Потом они лежали рядом, ожидая, пока успокоится сердцебиение. Уютно устроившись на сгибе его руки и положив голову ему на грудь, она размышляла: «Интересно, что он думает?» Может быть, его разочаровала ее неспособность сдерживать себя, чтобы продлить удовольствие?

Гай избавил ее от необходимости теряться в догадках. Прижав к себе покрепче, он нежно поцеловал ее в волосы.

– Клодия, ты настоящее чудо.

– Кто бы говорил. – Вздохнув, она еще теснее прижалась к нему. – К тебе должно прилагаться предупреждение: «Передозировка опасна для жизни».

– Ко мне? – Грудь его колыхнулась от сдерживаемого смеха. – Кто бы говорил…

Она и сама не могла удержаться от смеха.

– Надеюсь, что я хотя бы лучше, чем «скраббл». – Грудь его снова затряслась от смеха.

– Значительно лучше. Правда, шуму от тебя гораздо больше.

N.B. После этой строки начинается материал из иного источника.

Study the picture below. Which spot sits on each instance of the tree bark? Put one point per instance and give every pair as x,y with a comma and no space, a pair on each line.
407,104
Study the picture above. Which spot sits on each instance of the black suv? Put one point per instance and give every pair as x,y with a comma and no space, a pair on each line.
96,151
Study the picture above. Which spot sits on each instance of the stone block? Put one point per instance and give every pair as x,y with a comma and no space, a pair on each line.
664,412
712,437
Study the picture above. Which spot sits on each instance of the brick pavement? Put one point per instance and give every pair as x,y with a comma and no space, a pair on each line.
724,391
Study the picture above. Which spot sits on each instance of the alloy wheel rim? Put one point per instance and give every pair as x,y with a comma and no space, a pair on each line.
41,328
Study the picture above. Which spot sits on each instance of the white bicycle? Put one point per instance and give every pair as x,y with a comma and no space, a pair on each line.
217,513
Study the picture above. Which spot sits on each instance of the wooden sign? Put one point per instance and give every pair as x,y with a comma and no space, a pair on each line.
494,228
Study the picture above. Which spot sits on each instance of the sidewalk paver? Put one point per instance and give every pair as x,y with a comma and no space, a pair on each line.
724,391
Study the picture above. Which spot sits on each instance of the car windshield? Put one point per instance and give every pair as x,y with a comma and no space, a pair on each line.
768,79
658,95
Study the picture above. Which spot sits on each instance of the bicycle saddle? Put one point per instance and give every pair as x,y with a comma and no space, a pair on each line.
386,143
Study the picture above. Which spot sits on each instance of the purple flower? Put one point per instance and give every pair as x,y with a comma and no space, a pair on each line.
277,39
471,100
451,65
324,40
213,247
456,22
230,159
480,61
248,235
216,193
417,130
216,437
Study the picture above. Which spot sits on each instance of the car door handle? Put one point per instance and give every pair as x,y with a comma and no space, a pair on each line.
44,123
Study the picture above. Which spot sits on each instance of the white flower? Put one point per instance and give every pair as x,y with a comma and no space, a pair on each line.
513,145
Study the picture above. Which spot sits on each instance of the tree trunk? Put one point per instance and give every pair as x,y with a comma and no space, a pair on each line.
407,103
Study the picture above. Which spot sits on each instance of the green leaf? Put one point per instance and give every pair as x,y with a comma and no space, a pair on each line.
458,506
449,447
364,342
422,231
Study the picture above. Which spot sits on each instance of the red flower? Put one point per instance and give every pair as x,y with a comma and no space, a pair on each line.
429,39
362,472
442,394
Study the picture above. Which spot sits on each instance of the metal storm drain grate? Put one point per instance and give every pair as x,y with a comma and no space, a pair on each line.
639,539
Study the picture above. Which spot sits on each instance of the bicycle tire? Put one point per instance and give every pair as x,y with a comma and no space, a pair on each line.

– Извини, я немного забылась.

– Я на это, в общем, и рассчитывал.

Теперь, когда лихорадочный жар пошел на убыль, ей стало холодно лежать поверх покрывала.

– Ты озябла? – прошептал он, уткнувшись ей в волосы. – Это из-за кондиционера. Приподнимись… – Подсунув под нее руки, он выдернул покрывало, и они укрылись им вместе. Оказавшись в тепле, он задышал ровнее и вскоре задремал.

Было заманчиво заснуть рядом с ним, но ведь, заснув, она не смогла бы в полной мере насладиться сознанием того, что лежит рядом с ним. Она долго лежала, не двигаясь, и в голове ее, лениво цепляясь одна за другую, поплыли мысли.

– Ты набралась храбрости и сделала это.

– Разве не так? И не жалею, потому что наслаждалась каждым новым мгновением.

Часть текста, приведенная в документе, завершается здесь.